The judge failed to understand this; worse, he then went on to endorse the existence of ‘body memories’, state that they are a symptom of abuse, and thus assumed the mantle of an expert by expressing an expert opinion, which is incorrect and without allowing rebuttal by the defence.
When the case went to appeal, the Court of Appeal ignored this issue.
Throughout the judgment the court is highly critical of experts ‘usurping the function of the jury’. Yet, it could be argued that by concluding that the part of the report of Dr Boakes which may have been of assistance to the jury was correctly withheld from the jury, the Court of Appeal has itself usurped the function of the jury.

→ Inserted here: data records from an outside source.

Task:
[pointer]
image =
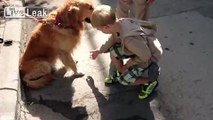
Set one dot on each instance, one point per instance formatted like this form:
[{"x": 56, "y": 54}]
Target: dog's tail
[{"x": 39, "y": 82}]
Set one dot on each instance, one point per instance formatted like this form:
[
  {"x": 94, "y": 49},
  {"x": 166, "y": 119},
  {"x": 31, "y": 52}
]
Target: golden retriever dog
[{"x": 55, "y": 37}]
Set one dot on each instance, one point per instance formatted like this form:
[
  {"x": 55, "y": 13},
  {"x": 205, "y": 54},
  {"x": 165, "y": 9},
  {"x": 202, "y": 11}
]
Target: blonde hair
[{"x": 102, "y": 16}]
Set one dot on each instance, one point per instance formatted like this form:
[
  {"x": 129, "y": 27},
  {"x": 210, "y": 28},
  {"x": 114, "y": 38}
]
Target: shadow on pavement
[
  {"x": 51, "y": 96},
  {"x": 116, "y": 107}
]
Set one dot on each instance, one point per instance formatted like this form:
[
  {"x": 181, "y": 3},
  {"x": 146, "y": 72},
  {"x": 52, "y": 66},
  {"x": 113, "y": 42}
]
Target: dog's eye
[{"x": 91, "y": 8}]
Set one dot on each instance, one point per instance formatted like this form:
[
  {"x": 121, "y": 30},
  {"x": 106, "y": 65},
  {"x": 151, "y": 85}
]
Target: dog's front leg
[{"x": 68, "y": 61}]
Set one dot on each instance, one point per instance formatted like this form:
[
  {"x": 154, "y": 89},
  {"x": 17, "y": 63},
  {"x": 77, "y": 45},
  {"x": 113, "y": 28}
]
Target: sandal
[
  {"x": 147, "y": 89},
  {"x": 112, "y": 78}
]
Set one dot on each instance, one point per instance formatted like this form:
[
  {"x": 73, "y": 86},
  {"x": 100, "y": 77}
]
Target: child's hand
[
  {"x": 124, "y": 68},
  {"x": 149, "y": 2},
  {"x": 94, "y": 54}
]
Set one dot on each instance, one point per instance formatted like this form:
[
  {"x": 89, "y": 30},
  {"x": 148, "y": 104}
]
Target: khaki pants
[{"x": 140, "y": 8}]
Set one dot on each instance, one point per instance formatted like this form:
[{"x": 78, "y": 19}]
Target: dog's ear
[{"x": 73, "y": 14}]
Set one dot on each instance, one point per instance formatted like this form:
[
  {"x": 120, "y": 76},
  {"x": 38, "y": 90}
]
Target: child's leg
[
  {"x": 118, "y": 63},
  {"x": 133, "y": 76},
  {"x": 140, "y": 81}
]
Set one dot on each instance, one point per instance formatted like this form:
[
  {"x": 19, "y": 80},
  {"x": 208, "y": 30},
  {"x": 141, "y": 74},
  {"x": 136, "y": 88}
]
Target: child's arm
[
  {"x": 94, "y": 54},
  {"x": 104, "y": 48}
]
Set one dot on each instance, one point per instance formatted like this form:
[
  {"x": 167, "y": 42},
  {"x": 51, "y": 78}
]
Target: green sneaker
[
  {"x": 112, "y": 78},
  {"x": 147, "y": 89}
]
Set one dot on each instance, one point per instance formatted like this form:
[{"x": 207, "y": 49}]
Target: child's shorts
[{"x": 134, "y": 72}]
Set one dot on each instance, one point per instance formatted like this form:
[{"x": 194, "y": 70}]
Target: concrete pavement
[
  {"x": 9, "y": 77},
  {"x": 185, "y": 92}
]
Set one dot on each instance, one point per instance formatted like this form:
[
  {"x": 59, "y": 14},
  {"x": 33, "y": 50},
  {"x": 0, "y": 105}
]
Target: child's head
[{"x": 103, "y": 17}]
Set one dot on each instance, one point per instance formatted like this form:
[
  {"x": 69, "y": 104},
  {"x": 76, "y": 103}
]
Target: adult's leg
[{"x": 140, "y": 9}]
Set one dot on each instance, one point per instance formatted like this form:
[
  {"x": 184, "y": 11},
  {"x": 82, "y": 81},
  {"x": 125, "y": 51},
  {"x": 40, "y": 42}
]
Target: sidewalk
[{"x": 10, "y": 29}]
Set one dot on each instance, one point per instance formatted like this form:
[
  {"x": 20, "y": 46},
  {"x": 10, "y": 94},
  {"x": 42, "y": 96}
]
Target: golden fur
[{"x": 50, "y": 41}]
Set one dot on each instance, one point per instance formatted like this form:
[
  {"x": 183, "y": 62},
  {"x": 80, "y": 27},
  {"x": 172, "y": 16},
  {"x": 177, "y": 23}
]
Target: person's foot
[
  {"x": 147, "y": 89},
  {"x": 112, "y": 78}
]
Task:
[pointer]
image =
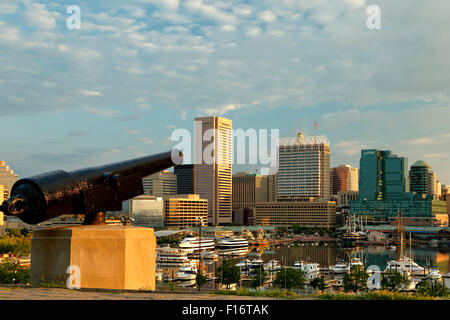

I wish I felt more confident that the jury had been given ALL the expert evidence that was available to help them decide ‘who’ as the judge put it, ‘was telling the truth’.
Stephen Hamilton is now serving an 18 year prison sentence. The GMC have barred him from practicing his medical skills. He has lost his home, his career, and his family. As a man protesting his innocence, he will remain on the stricter regime of a high category prison.
I will leave Stephen with the last word:
It is hoped the complainant will continue to improve, as most young adults do after a psychotic episode. As part of her recovery it could be expected for her to perceive the reality behind her false memories. When she reports this change she should be supported by those around her, not persuaded to stick with the previous account.